Setelah sempat berkelit, Kementerian Pertanian (Kementan), akhirnya mengakui awal tahun 2018 ini akan ada impor beras khusus sebanyak 500 ribu ton dari Thailand dan Vietnam. Sebelumnya, Kementan tegas menyatakan jika stok beras mencukupi dan surplus sehingga tak perlu impor.
“Impor beras sebanyak 500 ribu ton itu adalah bentuk cinta pemerintah kepada masyarakat. Keputusan untuk mengimpor adalah bersifat sementara. Pemerintah tidak ingin harga di masyarakat tinggi dan petani juga tidak dirugikan. Kami pun akan melakukan yang terbaik dan akan menyelesaikan masalah pangan satu per satu,” kata Menteri Pertanian, Amran Sulaiman kepada politikindonesia.com usai membuka Rapat Kerja Nasional (Rakernas) Pertanian Tahun 2018, di Jakarta, Senin (15/01).
Menurutnya, impor beras kali ini tidak akan menganggu petani karena ada harga pembelian pemerintah (HPP). Sehingga petani tetap terlindungi. Selain itu, jumlah impor beras khusus kali ini jumlahnya tidak signifikan karena proporsinya hanya mencakup sebagian kecil konsumsi beras nasional, yakni hanya untuk mengisi pasokan satu minggu. Sedangkan, kebutuhan rata-rata konsumsi beras per bulan tercatat 2,5 juta ton.
“Jadi, impor beras khusus itu hanya untuk mengisi kebutuhan konsumsi selama satu minggu saja. Sehingga impor ini adalah murni untuk mengamankan cadangan beras. Apalagi, beras yang diimpor adalah beras khusus, beras yang tidak ditanam di Indonesia dan seharusnya tidak ada masalah,” terangnya.
Namun dukungan Amran terhadap impor saat ini, berbeda dibandingkan komentarnya beberapa waktu lalu. Bahkan tetap bersikeras, Indonesia tidak akan impor. Pada waktu itu, Amran mengklaim, Indonesia saat ini sudah bisa swasembada 4 komoditas pangan. Yaitu beras, bawang merah, jagung dan cabai. Sehingga untuk saat ini, Indonesia tak lagi memerlukan impor pangan tersebut dari negara lain karena surplus. Apalagi, tahun 2016 dan 2017 tidak ada impor beras medium. Hal itu merupakan swasembada.
“Surplus yang dimaksud adalah karena saat ini Indonesia telah melakukan swasembada beras sehingga sampai dengan 2017 pemerintah sepakat untuk tidak ada impor. Bahkan hingga saat ini masih ada beras di pasaran, itu adalah produksi 2017. Apalagi bulan Februari sudah ada panen besar-besaran sehingga produksi akan melimpah dan stok beras dipastikan aman,” ungkapnya.
Diakui, tahun 2016 dan 2017 tidak ada impor beras medium.
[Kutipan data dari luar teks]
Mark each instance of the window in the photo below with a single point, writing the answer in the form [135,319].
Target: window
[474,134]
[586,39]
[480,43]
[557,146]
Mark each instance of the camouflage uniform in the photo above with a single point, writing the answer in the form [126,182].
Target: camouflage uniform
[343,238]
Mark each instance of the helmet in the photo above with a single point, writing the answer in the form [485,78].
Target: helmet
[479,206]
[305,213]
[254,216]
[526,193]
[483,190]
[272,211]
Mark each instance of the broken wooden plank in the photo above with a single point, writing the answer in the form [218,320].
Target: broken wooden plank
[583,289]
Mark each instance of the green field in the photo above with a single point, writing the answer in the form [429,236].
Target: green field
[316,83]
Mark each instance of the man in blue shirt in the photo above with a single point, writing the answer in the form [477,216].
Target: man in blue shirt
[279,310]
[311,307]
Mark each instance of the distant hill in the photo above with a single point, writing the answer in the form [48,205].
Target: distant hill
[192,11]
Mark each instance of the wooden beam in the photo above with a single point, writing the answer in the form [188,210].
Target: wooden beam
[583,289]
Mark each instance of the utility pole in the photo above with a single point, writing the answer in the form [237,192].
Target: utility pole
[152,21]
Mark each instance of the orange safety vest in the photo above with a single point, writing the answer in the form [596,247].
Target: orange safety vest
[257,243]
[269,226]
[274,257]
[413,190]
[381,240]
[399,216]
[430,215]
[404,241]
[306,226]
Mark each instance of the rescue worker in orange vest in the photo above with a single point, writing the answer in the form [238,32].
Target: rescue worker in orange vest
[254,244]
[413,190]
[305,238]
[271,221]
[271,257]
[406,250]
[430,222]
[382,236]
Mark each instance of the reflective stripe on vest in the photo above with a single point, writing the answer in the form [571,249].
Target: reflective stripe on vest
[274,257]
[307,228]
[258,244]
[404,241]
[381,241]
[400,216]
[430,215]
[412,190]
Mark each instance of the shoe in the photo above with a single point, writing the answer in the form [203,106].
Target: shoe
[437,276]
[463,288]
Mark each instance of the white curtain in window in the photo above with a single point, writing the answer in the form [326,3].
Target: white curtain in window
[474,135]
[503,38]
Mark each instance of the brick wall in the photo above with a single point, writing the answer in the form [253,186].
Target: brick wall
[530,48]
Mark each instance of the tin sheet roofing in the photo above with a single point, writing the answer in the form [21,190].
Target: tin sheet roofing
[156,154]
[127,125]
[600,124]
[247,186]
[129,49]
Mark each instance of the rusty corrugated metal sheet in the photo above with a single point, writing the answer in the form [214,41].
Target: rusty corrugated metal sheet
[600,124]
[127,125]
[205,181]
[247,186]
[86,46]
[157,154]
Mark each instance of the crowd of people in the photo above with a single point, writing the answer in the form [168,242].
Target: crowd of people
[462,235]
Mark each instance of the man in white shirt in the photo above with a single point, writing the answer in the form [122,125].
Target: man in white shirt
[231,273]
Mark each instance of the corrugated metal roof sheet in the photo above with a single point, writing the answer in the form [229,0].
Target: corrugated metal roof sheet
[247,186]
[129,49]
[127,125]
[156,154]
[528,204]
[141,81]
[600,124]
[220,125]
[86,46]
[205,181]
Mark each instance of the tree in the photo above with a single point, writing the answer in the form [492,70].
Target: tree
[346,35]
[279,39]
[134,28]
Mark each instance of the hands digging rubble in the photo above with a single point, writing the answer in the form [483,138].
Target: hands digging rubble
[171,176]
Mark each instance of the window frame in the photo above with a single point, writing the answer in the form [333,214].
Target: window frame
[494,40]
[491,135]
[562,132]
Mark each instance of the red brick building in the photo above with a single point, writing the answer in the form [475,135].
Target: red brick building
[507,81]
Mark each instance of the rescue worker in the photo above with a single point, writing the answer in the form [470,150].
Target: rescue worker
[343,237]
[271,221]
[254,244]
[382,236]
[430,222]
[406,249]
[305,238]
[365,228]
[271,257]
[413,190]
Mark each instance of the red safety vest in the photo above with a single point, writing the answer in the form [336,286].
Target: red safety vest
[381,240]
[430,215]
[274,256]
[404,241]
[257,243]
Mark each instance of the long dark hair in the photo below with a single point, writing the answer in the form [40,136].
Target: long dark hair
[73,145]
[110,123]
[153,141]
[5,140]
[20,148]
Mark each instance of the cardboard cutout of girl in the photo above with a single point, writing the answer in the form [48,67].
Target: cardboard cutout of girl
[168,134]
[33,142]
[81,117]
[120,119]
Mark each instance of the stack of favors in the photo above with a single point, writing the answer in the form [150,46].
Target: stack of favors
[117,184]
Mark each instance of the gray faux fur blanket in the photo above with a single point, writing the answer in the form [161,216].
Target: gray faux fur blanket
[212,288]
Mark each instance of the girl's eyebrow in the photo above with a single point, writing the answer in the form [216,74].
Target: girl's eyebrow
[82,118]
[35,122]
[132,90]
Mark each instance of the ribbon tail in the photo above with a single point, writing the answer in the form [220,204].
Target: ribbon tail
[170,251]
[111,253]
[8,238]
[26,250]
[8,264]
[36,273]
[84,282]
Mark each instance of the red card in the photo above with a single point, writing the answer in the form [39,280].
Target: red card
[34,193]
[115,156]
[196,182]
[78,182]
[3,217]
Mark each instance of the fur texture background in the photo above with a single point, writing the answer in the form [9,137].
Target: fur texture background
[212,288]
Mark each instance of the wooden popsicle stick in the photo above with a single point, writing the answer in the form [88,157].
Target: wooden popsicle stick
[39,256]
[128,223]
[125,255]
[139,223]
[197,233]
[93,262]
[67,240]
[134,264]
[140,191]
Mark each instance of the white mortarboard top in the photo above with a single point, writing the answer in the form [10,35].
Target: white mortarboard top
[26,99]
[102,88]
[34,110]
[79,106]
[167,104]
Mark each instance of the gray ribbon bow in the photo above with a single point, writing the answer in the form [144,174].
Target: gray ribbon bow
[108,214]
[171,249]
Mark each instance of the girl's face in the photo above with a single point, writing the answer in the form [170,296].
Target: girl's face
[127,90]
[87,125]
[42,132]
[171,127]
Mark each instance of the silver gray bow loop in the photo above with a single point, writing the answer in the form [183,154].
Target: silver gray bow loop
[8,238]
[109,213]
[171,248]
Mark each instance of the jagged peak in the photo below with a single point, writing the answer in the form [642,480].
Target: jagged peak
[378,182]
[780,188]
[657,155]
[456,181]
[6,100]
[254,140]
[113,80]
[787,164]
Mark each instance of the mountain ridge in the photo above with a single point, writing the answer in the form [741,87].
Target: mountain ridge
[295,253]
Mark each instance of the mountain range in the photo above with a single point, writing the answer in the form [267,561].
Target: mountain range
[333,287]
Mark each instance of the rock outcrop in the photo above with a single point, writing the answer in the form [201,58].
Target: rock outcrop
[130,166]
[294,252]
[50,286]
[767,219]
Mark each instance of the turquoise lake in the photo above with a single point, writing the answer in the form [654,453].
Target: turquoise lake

Padahal, waktu itu diterpa El Nino. Apalagi, padi merupakan tanaman semusim, satu kali panen bisa 3 kali sebulan, harus dijaga dalam setahun. Selain itu, Indonesia juga tidak mengimpor jagung, padahal sebelumnya Indonesia mengimpor 3,6 juta ton jagung dengan Rp12 triliun. Pada saat itu, Indonesia juga tidak mengimpor bawang merah, justru mengekspor ke 6 negara.
“Ini sebetulnya sejarah baru bagi Indonesia. Ada beberapa negara yang tanya apa yang dilakukan Indonesia sehingga impor jagung dan bawang merah dapat dihentikan dengan cepat. Saya bilang, yang dilakukan hanya kerja, kerja, kerja. Hasilnya pun bisa membanggakan. Karena selama 2 tahun, kita tidak impor,” tegasnya.
Dijelaskan, pihaknya sebetulnya telah berupaya meningkatkan produksi beras dan tidak melakukan impor beras dalam lagi. Jika melihat panen raya pada bulan Februari mendatang secara nasional akan mengalami surplus beras. Dari data Kementan, produksi beras Februari nanti akan menyentuh 5,43 juta ton dengan konsumsi mencapai 2,5 juta ton. Sehingga, Indonesia diperkirakan akan mengalami surplus hingga 2,93 juta ton pada periode tersebut.
“Kami pun berharap ada peningkatan produksi beras nasional saat Indonesia memasuki masa puncak panen padi pada Februari 2018. Karena Oktober 2017, musim hujan. Kalau umur padi tiga bulan, Januari berarti panen sehingga di Februari masuk panen puncak. Kondisi cuaca tersebut sama dengan yang terjadi pada awal 2017. Karena cuaca di Indonesia baru normal dalam dua tahun terakhir, mengingat sebelumnya terjadi fenomena El Nino dan La Nina,” pungkas Amran.